Fraud exists on a boundary. In the real world, fraudulent research helped keep billions flowing to investigating a bad theory about Alzheimer's. And helped the fraudulent researcher get promoted - all the way to President of Stanford University! At Stanford he has accelerated a destruction of both campus culture, and free speech standards, thinks to the same attitudes that set him along the path to being a fraudster in the first place. (Sadly, he's still there. And the cultural changes seem likely to ruin Stanford as key factor strengthening startup culture in Silicon Valley.) That's pretty strong evidence that fraud should be taken seriously, and isn't just an issue around the edges.

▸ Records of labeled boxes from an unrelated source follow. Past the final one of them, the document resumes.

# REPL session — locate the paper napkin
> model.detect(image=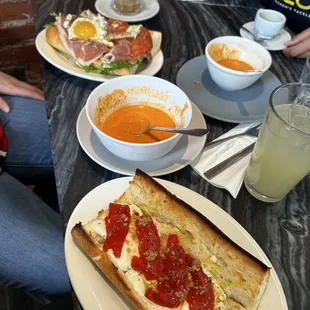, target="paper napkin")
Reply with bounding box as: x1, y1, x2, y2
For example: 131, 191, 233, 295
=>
191, 122, 260, 198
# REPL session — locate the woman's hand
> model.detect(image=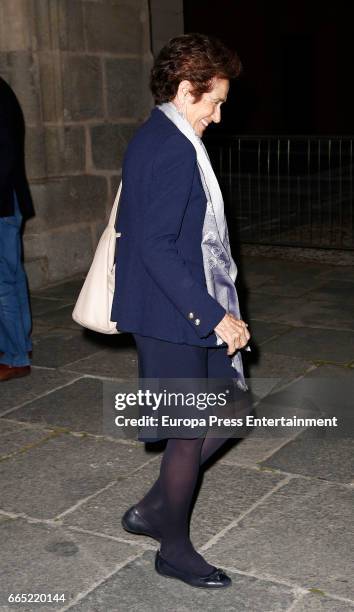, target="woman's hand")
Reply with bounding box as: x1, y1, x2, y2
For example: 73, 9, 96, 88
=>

But most fraud doesn't come with such consequences. And if the self-correcting mechanisms of science are working well, fraud gets found and corrected without long-term damage.
So it is important to make sure that there are feedback loops to catch and eliminate fraud and fraudsters. We should actively protect the strength and value of those feedback loops. Because when they work, they police science and help make it into a strong-link problem.